CH.FILM

Snow White Österreich, Schweiz 2005 – 113min.

Filmkritik

Nico & der welsche Untergrund

Filmkritik: Pascal Blum

Von Samirs neuem Drama hätte man ein Generationenporträt erwartet, das die Befindlichkeit der jugendlichen Lebenswelten auf die grosse Leinwand bringt. In Wahrheit verklärt «Snow White» soziale Klischees eher, als dass es sie hinterfragt.

Nico (Julie Fournier) lebt wohlbehütet am Zürcher Goldhang und zelebriert die von Regisseur Samir punktgenau bei den MTV-Clips abgeschaute Hedonisten-Ästhetik mit Kokain am Villa-Pool bis zum Exzess. Ihre zuhälterische Beziehung zum Clubbetreiber Boris (Stefan Gubser als prima Sugar Daddy) nimmt ein abruptes Ende, nachdem sich die 20-jährige in den Genfer Rapper Paco (Carlos Leal von Sens Unik) verliebt, der an seinem Erfolg leidet, weil seine sozialkritischen Songs in jedem Supermarkt gespielt werden. In Paco sieht Nico den Eisbrecher zu ihrer Oberflächlichkeit und die Figuren für ein märchenhaftes Melodrama sind gesetzt.

Formal brilliert Samir mit seiner hinlänglich bekannten Mix-Technik aus 35mm, Homevideo-Bildern und Split-Screens, die bei «Snow White» auf die Spitze getrieben wird: Flüssig ineinander montiert, vermag die kaleidoskopische Bildtechnik die Gefühlszustände der beiden Hauptfiguren präzise zu vermitteln.

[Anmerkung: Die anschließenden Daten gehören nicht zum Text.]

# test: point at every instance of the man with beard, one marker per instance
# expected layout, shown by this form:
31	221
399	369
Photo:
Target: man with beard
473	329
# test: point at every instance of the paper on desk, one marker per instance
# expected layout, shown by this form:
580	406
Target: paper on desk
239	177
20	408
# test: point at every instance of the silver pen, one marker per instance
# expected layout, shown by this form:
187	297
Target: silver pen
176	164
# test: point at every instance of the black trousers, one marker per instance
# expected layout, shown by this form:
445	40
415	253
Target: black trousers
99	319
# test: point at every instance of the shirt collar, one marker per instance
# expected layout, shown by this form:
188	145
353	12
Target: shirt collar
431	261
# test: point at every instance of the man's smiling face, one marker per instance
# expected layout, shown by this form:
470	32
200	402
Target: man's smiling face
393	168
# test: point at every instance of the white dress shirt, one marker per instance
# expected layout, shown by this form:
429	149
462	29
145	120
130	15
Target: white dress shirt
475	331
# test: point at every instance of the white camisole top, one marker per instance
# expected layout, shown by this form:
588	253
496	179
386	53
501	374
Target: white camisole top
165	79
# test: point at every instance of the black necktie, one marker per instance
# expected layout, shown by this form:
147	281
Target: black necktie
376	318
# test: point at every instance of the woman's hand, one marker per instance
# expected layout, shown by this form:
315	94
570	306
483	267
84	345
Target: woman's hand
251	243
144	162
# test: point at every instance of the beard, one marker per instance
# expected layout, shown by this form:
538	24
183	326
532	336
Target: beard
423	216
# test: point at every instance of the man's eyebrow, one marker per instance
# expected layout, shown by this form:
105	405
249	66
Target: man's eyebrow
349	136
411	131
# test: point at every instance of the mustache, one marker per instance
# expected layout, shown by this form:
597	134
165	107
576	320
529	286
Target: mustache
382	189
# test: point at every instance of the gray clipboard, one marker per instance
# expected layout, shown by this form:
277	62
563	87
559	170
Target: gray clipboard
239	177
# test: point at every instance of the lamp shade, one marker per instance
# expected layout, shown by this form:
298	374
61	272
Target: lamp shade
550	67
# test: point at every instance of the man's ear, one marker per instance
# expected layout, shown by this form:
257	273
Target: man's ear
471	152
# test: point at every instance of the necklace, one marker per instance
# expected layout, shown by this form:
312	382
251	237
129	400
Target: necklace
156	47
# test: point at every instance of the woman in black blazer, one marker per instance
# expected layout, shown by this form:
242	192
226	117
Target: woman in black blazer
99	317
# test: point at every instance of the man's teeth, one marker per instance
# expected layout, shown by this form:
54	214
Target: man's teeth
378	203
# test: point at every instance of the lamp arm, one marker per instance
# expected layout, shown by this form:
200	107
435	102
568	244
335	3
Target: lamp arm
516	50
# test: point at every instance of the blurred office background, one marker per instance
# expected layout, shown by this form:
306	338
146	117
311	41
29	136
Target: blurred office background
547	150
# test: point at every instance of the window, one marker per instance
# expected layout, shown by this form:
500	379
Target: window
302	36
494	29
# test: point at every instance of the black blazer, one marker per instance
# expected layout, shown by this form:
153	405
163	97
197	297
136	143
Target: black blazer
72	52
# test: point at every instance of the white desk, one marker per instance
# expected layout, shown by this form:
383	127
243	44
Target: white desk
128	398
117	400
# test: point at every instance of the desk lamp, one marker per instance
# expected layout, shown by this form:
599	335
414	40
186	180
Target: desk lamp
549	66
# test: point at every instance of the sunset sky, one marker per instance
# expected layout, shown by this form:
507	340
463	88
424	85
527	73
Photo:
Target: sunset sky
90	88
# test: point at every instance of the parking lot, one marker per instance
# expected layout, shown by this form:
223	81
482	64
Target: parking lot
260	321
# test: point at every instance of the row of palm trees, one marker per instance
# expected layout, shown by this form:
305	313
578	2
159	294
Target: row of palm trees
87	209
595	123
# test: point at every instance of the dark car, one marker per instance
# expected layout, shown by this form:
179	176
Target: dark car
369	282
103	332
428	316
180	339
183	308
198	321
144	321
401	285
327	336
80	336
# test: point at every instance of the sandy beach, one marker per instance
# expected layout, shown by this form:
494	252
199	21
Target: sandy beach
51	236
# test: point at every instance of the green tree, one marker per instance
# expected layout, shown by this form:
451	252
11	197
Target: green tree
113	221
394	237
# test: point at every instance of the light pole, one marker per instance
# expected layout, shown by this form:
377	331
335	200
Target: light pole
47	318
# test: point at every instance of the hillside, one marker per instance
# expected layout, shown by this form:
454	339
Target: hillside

Um Pacos Zuneigung zu gewinnen, verbirgt Nico zu Beginn ihren Status. Es gehört zum Menü des Melodramas, dass ein solches Versteckspiel auf die Dauer nicht gut gehen kann und bald darauf kommt es zum Eklat. Grandios an «Snow White» sind die Details: Der offensichtlich dem Kaufleuten nachempfundene Zürcher Club oder der sorgfältig recherchierte Umgang von Goldküsten-Jugendlichen miteinander. Carlos Leal kann restlos als kämpferischer Rapper überzeugen, während der aus der Romandie stammenden Julie Fournier die schweizerdeutschen Dialogpassagen synchronisiert wurden, was leider sofort störend wirkt. Der Nebenauftritt von Patrick Rapold als Bündner Banker mit Realitätsverlust gehört dann schon eher in die Kategorie der unvergesslichen Filmszenen.

«Snow White» wurde von den Deutschweizer Medien unisono lobend aufgenommen, was mit Lokalpatriotismus oder mit PR-Deals zu tun haben wird. In Wahrheit klimpert Samir ganz schön klischiert auf der Klaviatur des Melodramas und lässt die beiden Hauptfiguren in ein märchenhaft verschleiertes Ending hineinlaufen, das sich schlicht aus der Rezeptur gängiger Storylines ergibt. Hier wird der titelgebende Kalauer aus dem Übernamen für Kokain und der Schneewitchen-Fabel etwas arg strapaziert.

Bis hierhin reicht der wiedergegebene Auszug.